Son président, Steve Simon, a de plus mis en doute l'authenticité d'un courriel attribué par un média chinois à la joueuse, dans lequel elle entendait rassurer sur son sort et retirait ses accusations contre Zhang Gaoli. "Je ne crois pas du tout que ce soit la vérité", a indiqué Steve Simon, qualifiant de "mise en scène" le message en question.

Sur les réseaux sociaux aussi, la disparition de la joueuse a fait grand bruit et des stars de la petite balle jaune, allant de Naomi Osaka à Novak Djokovic, en passant par Serena Williams ou Daniil Medvedev, n'ont là aussi pas hésité à partager publiquement leurs inquiétudes sur le sort de Peng Shuai. L'ONU a quant à elle demandé vendredi des preuves que la championne de tennis chinoise Peng Shuai va bien.

Par la voix de la porte-parole de la Maison Blanche Jen Psaki, vendredi, les Etats-Unis se sont déclarés eux aussi "très préoccupés" par le sort de la joueuse chinoise. Washington appelle Pékin à fournir une "preuve vérifiable" et "indépendante" concernant la sécurité de l'athlète et l'endroit où elle se trouve. "Nous savons que (le gouvernement chinois) n'a aucune tolérance pour les personnes qui s'expriment, et (qu'il y a) des antécédents quand il s'agit de réduire au silence ceux qui s'expriment", a ajouté Jen Psaki.

Jeudi, le président américain Joe Biden avait par ailleurs déclaré "envisager" un boycott diplomatique des Jeux olympiques d'hiver prévus en février à Pékin, pour protester contre les violations des droits humains en Chine.

Vendredi, lors d'un point de presse à Genève, Liz Throssell, porte-parole du Haut-Commissariat aux droits de l'homme, a également jugé qu'il serait "important d'avoir des preuves sur le lieu où (Peng Shuai) se trouve et de savoir si elle va bien". "Et nous demandons instamment qu'une enquête soit menée en toute transparence sur ses allégations d'agression sexuelle", avait-elle insisté.

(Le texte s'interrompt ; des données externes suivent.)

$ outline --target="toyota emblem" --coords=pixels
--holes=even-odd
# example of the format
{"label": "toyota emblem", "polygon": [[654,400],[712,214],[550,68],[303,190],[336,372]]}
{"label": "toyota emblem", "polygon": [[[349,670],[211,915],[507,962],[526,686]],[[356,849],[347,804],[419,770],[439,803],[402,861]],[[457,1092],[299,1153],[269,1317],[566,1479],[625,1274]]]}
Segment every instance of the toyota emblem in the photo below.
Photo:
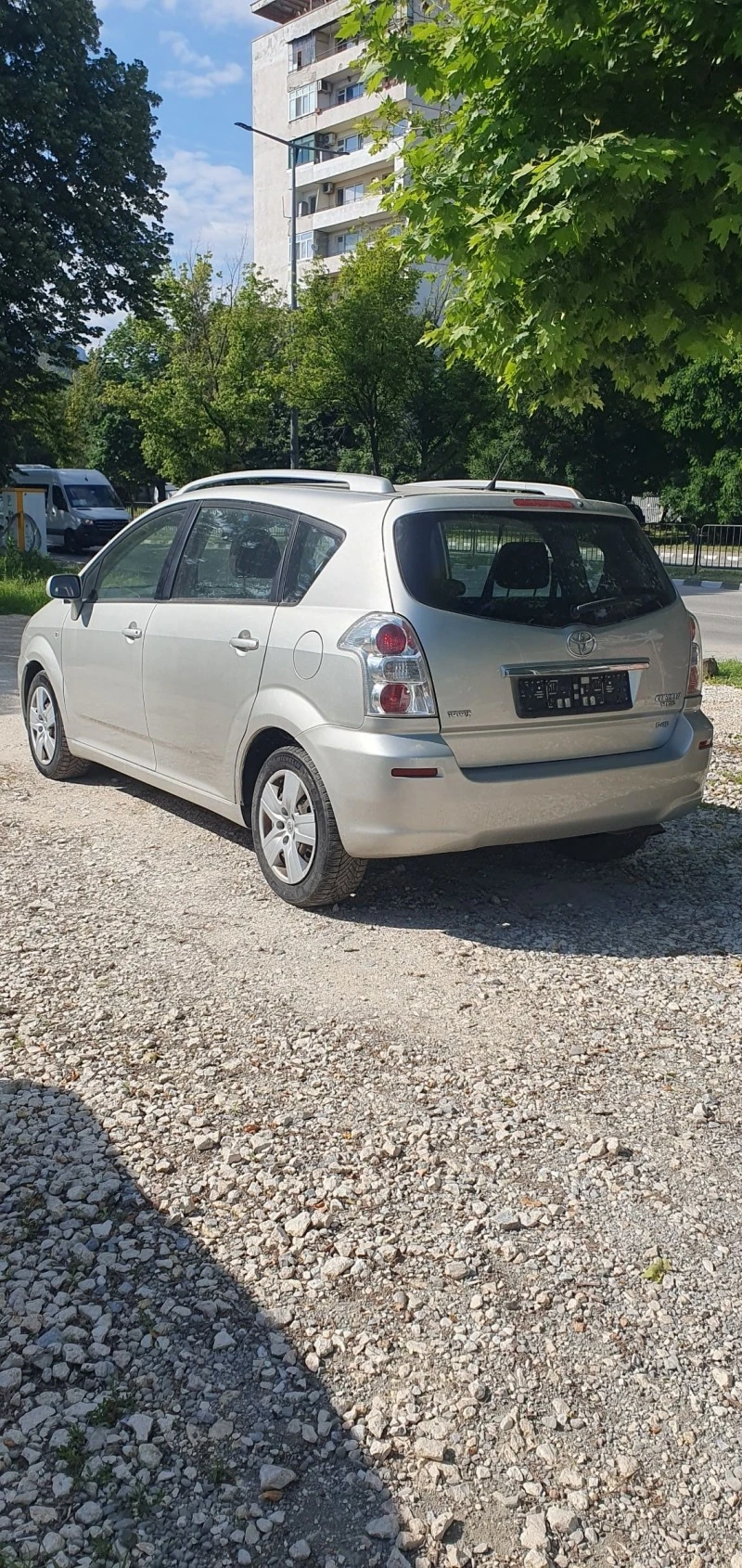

La pression s'accroît donc sur le Parti communiste, qui pensait sans doute qu'en quelques jours cette histoire serait oubliée. Une affaire qui tombe mal pour le pouvoir alors que les Jeux olympiques, déjà plombés par la pandémie de coronavirus, doivent avoir lieu à Pékin du 4 ou 20 février 2022. Sur la toile, de plus en plus d'internautes pressent d'ailleurs leur gouvernement de boycotter l'événement.